Wednesday, September 17, 2008


At some point in my school years, I remember being taught to use he/she for a singular subject. Many English speakers incorrectly use the pronoun “they.” Other variations were offered, such as “a person,” “a student,” etc.

It had been the tradition in the past to simply use “he.” By default, the pronoun is left masculine. This is true in many languages and has never bothered me. In my politically correct hometown, however, that is not an option. In my recent teacher training we were even advised not to teach students words ending in “-man.” That includes mailman, fireman, policeman, businessman, etc. We should teach a gender-neutral form such as “mail carrier, firefighter,” etc. My trainer described a MEN WORKING (construction site) sign that left her steaming every time she passed it.

All this pretty much went in one of my ears and out the other.

Meanwhile, I opened up some textbooks that I bought recently for teaching. Each has an explanation in the introduction of their (the editors’) approach to personal pronouns.
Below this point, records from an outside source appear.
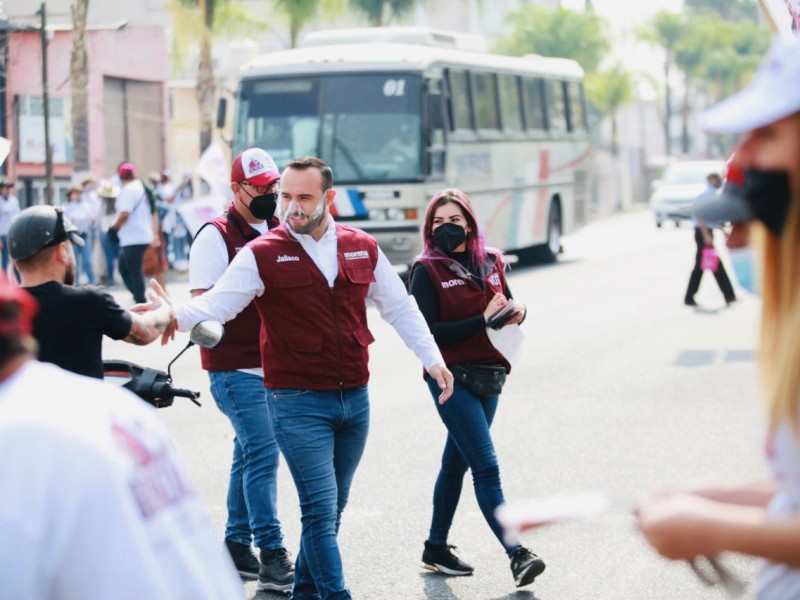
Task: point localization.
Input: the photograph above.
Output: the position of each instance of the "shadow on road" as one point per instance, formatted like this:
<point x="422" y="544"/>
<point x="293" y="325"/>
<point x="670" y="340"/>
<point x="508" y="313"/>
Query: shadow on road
<point x="437" y="588"/>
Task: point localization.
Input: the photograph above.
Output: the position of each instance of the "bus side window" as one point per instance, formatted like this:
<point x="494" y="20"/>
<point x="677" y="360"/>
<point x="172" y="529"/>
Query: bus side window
<point x="486" y="113"/>
<point x="577" y="110"/>
<point x="556" y="106"/>
<point x="510" y="103"/>
<point x="534" y="103"/>
<point x="460" y="103"/>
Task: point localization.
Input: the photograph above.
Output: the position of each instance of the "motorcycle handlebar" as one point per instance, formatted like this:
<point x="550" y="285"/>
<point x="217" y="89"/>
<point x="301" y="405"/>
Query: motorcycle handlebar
<point x="184" y="393"/>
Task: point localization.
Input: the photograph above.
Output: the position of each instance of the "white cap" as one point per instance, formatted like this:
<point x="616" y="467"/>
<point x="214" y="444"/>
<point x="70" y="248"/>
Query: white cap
<point x="773" y="94"/>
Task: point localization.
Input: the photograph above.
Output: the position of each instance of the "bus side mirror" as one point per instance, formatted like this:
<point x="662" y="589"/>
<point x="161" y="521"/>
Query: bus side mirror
<point x="436" y="118"/>
<point x="222" y="109"/>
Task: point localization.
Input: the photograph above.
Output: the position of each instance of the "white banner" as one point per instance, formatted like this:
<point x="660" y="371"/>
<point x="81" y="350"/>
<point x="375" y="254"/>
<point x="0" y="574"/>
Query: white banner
<point x="784" y="15"/>
<point x="198" y="211"/>
<point x="214" y="169"/>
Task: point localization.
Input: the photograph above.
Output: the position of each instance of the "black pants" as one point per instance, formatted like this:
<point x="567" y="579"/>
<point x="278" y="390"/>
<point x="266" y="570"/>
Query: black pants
<point x="130" y="267"/>
<point x="697" y="273"/>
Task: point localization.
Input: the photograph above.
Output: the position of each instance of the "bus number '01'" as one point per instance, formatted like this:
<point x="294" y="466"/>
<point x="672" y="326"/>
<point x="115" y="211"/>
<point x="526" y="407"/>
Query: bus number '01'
<point x="394" y="87"/>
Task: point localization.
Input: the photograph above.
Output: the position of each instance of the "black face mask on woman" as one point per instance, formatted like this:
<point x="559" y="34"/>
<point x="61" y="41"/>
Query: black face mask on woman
<point x="769" y="197"/>
<point x="263" y="206"/>
<point x="449" y="236"/>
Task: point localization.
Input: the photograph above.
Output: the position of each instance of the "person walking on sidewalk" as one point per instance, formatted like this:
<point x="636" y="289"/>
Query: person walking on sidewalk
<point x="237" y="378"/>
<point x="310" y="280"/>
<point x="704" y="238"/>
<point x="459" y="284"/>
<point x="137" y="227"/>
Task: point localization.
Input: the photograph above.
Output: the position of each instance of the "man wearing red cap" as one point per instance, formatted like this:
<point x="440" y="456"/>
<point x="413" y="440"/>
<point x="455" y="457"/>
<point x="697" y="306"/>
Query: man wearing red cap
<point x="136" y="225"/>
<point x="96" y="502"/>
<point x="237" y="378"/>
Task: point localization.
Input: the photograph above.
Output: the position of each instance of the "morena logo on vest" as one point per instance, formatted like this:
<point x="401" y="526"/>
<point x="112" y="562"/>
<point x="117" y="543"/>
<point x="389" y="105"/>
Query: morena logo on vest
<point x="356" y="255"/>
<point x="453" y="283"/>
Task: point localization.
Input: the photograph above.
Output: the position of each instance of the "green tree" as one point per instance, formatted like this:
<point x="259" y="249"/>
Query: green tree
<point x="200" y="21"/>
<point x="608" y="91"/>
<point x="561" y="32"/>
<point x="380" y="12"/>
<point x="79" y="82"/>
<point x="302" y="12"/>
<point x="729" y="10"/>
<point x="665" y="30"/>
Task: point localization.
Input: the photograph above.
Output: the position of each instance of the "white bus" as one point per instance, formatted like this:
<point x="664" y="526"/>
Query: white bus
<point x="401" y="113"/>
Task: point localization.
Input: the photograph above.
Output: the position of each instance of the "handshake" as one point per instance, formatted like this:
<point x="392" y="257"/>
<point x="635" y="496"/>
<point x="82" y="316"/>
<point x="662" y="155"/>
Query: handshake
<point x="500" y="318"/>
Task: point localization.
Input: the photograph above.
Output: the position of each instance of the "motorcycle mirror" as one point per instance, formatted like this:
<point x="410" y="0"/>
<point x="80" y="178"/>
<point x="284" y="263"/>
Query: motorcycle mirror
<point x="207" y="334"/>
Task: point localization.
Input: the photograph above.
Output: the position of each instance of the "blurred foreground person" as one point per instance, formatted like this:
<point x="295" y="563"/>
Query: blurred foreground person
<point x="73" y="320"/>
<point x="96" y="503"/>
<point x="459" y="285"/>
<point x="761" y="519"/>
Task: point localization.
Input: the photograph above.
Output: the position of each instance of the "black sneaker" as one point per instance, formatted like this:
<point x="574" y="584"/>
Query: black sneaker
<point x="439" y="558"/>
<point x="525" y="566"/>
<point x="244" y="559"/>
<point x="277" y="571"/>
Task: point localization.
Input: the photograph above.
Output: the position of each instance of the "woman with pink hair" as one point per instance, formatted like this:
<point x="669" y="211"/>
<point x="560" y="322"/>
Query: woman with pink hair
<point x="461" y="289"/>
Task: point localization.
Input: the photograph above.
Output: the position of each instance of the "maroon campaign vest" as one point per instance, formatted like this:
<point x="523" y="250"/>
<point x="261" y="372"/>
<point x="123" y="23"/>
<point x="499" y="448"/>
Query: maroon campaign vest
<point x="461" y="298"/>
<point x="241" y="346"/>
<point x="316" y="337"/>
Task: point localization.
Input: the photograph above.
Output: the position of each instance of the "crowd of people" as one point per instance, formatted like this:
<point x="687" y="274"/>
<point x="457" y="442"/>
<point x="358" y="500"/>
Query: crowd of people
<point x="292" y="376"/>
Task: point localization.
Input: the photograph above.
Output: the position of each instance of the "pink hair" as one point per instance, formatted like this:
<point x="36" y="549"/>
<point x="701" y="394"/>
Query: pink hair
<point x="476" y="242"/>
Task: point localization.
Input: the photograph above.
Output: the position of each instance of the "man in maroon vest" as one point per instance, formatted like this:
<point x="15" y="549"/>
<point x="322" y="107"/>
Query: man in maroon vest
<point x="237" y="379"/>
<point x="310" y="279"/>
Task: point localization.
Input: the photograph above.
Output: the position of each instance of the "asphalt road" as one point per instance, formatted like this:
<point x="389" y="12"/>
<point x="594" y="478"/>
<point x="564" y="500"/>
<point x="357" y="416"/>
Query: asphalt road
<point x="621" y="389"/>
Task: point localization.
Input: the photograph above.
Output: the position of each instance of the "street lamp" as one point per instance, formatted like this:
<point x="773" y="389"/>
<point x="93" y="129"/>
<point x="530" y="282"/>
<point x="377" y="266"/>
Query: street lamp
<point x="48" y="155"/>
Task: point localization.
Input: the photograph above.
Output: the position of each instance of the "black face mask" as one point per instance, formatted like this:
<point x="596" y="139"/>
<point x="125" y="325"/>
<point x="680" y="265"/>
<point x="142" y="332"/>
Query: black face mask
<point x="449" y="236"/>
<point x="768" y="195"/>
<point x="263" y="206"/>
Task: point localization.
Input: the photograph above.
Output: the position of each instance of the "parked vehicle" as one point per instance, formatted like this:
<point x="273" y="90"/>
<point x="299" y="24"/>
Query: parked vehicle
<point x="681" y="183"/>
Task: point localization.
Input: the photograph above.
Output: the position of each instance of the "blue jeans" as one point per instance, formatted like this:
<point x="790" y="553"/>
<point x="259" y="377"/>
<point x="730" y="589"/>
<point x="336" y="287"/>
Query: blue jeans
<point x="469" y="445"/>
<point x="5" y="255"/>
<point x="110" y="252"/>
<point x="253" y="484"/>
<point x="130" y="268"/>
<point x="83" y="259"/>
<point x="322" y="436"/>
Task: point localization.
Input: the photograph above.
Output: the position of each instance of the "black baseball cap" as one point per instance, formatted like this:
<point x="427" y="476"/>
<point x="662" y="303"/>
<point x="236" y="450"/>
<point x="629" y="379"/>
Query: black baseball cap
<point x="37" y="228"/>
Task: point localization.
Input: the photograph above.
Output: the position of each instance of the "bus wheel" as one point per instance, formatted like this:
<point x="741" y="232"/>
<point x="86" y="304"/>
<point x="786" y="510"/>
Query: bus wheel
<point x="549" y="252"/>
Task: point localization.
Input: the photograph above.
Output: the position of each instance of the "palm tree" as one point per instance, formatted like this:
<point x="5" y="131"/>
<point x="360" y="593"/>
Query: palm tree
<point x="374" y="10"/>
<point x="201" y="21"/>
<point x="79" y="82"/>
<point x="608" y="91"/>
<point x="665" y="30"/>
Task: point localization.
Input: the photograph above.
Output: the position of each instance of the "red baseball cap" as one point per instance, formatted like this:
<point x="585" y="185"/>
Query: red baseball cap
<point x="126" y="171"/>
<point x="254" y="166"/>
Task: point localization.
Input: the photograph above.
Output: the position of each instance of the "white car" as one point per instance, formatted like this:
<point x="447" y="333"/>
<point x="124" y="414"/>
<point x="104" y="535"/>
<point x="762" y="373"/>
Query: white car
<point x="681" y="183"/>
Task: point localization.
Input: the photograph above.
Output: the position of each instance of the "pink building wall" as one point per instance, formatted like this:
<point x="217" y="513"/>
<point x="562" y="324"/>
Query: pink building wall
<point x="138" y="53"/>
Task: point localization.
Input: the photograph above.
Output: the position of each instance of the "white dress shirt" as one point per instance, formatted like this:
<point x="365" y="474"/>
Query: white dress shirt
<point x="241" y="283"/>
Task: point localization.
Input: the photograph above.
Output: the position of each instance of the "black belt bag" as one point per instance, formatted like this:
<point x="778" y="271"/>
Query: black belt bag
<point x="481" y="380"/>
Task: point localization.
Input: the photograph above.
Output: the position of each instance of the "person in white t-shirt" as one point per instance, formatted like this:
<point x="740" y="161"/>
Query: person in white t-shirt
<point x="9" y="208"/>
<point x="136" y="224"/>
<point x="96" y="503"/>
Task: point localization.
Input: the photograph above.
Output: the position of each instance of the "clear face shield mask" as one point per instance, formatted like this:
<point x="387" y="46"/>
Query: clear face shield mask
<point x="299" y="221"/>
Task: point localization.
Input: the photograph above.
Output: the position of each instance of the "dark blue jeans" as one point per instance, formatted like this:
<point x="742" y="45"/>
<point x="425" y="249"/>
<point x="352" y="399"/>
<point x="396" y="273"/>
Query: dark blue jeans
<point x="130" y="267"/>
<point x="469" y="445"/>
<point x="253" y="483"/>
<point x="322" y="437"/>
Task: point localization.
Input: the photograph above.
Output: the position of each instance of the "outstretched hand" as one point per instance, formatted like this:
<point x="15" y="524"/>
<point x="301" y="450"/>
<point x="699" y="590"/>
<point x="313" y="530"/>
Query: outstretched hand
<point x="444" y="378"/>
<point x="158" y="299"/>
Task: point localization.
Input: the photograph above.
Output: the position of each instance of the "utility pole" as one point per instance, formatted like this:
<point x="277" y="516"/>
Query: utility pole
<point x="48" y="156"/>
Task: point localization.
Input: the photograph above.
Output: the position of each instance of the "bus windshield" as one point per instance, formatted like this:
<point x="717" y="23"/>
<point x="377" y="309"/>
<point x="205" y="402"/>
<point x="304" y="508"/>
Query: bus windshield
<point x="366" y="127"/>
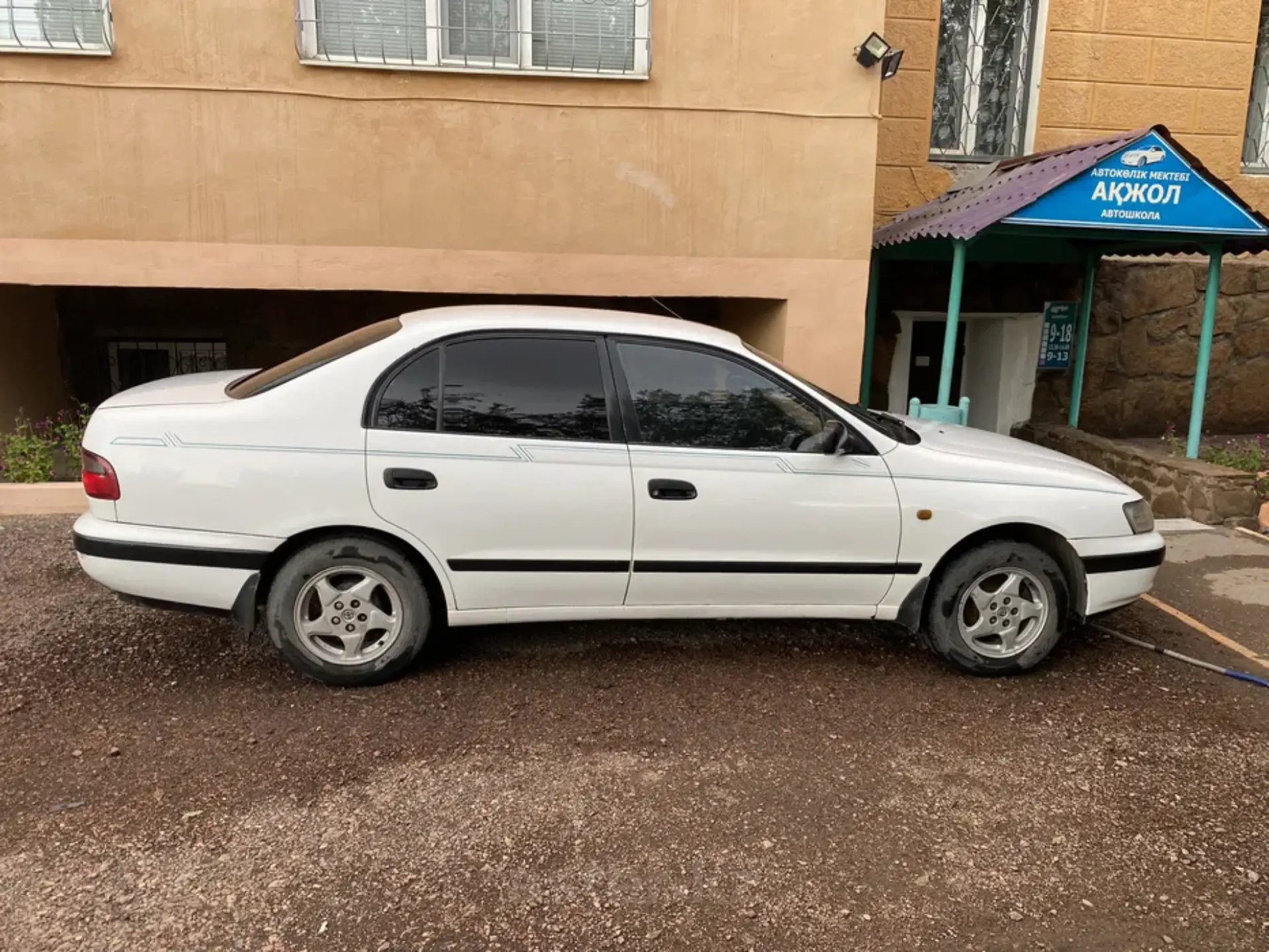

“…in this book you will find instructions such as: If a student touches the wrong color, they have to sit down. The reader may disagree with our solution, but we ask them to blame us, the publishers, not the author. Languages do change, and the English language needs to change its usage of gender-marked pronouns when they are clearly inappropriate. This is our solution.” (copyright 2002)*

Now for the next book.

“Apologies are made for the generalized use of the masculine pronoun. It is meant to be used for simplicity’s sake, rather than to indicate a philosophical viewpoint. We feel that the s/he, her/him, his/her forms, while they may be philosophically appealing, are confusing.” (copyright 1983)**

I think I can see the progression here. In the 80’s an apology was enough. By 2000, proper grammar must be thrown out in order to sound “appropriate.” I attended school in the 90’s, so I suppose we were in a transition period: “He” alone was not appropriate, and “he/she,” while wordy, would both satisfy all parties and retain grammatical precision.

I prefer the way I was taught. Although, I suppose everyone does. Old habits die hard.

* Kealey, James and Donna Inness. "Shenanigames." Brattleboro, Vermont: Pro Lingua.
** Allen, Virginia French. "Techniques in Teaching Vocabulary." New York: Oxford University Press.